As Melinda French Gates recently wrote in a opinion piece when she announced her US$ 1 billion commitment to support women’s empowerment in the U.S.: “Here’s what keeps me up at night: I imagine waking up one morning to find that the country has moved on. That the media has stopped reporting on systemic inequalities. That diversity remains something companies talk about instead of prioritizing. That all of this energy and attention has amounted to a temporary swell instead of a sea change.”

I’m haunted by the same fear.

The work I’ve accomplished thus far would have been impossible just 20 years ago. And it might be impossible again in another 20.

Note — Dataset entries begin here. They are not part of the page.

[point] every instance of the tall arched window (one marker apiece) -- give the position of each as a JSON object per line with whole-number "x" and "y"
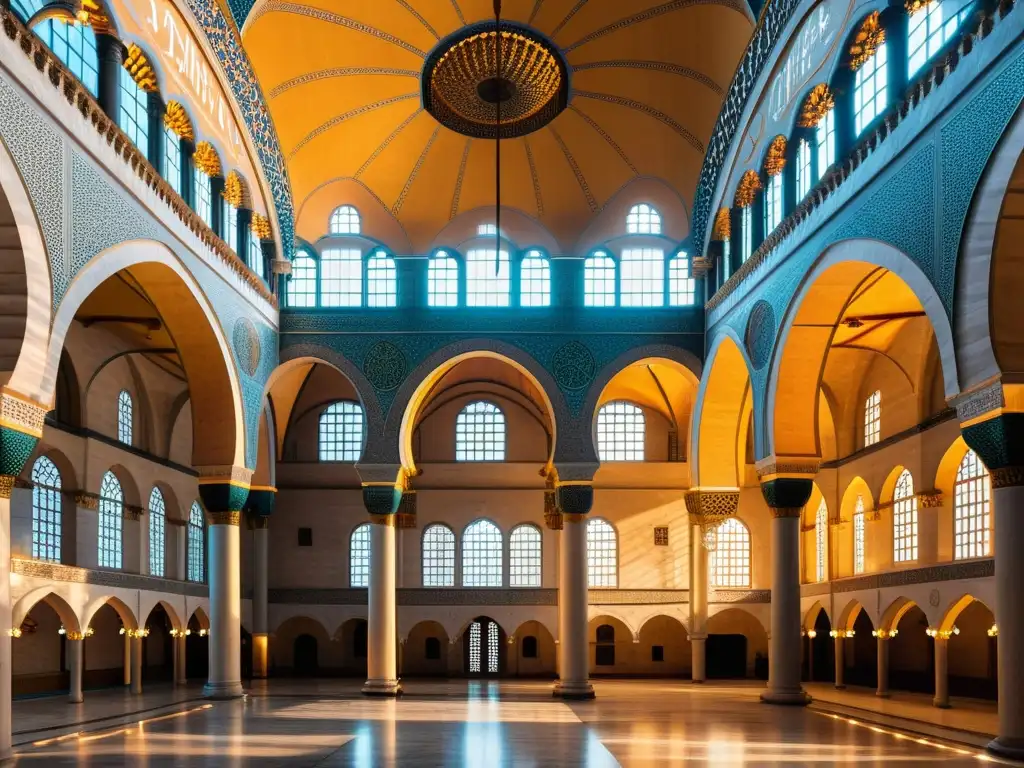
{"x": 643, "y": 219}
{"x": 820, "y": 541}
{"x": 124, "y": 417}
{"x": 972, "y": 508}
{"x": 643, "y": 278}
{"x": 904, "y": 520}
{"x": 729, "y": 562}
{"x": 133, "y": 117}
{"x": 682, "y": 288}
{"x": 345, "y": 220}
{"x": 341, "y": 278}
{"x": 358, "y": 556}
{"x": 438, "y": 556}
{"x": 442, "y": 281}
{"x": 535, "y": 280}
{"x": 111, "y": 521}
{"x": 479, "y": 433}
{"x": 524, "y": 556}
{"x": 341, "y": 432}
{"x": 46, "y": 510}
{"x": 872, "y": 418}
{"x": 602, "y": 554}
{"x": 302, "y": 285}
{"x": 487, "y": 278}
{"x": 197, "y": 544}
{"x": 858, "y": 536}
{"x": 621, "y": 432}
{"x": 158, "y": 517}
{"x": 599, "y": 281}
{"x": 481, "y": 555}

The lesson here for social investors of all stripes is that your “off the radar issue” may be tomorrow’s cause célèbre. Be patient. Be prepared. Be strategic. And leverage your kairos moment.

Thomas Wilson Mitchell

Thomas Wilson Mitchell is a scholar of property law, a noted legal reformer, and a 2020 recipient of the MacArthur Fellowship, commonly referred to as the “Genius Grant.” He works to develop and implement law reform measures and policy solutions to enhance property rights for Black and other historically marginalized Americans and to address the historic and unjust ways in which these Americans have been stripped of their property wealth. He is currently a professor at Texas A&M University School of Law and co-director of the Program in Real Estate and Community Development Law. He received his bachelor’s degree from Amherst College, a Juris Doctor degree from Howard University School of Law and a Master of Laws degree from the University of Wisconsin Law School.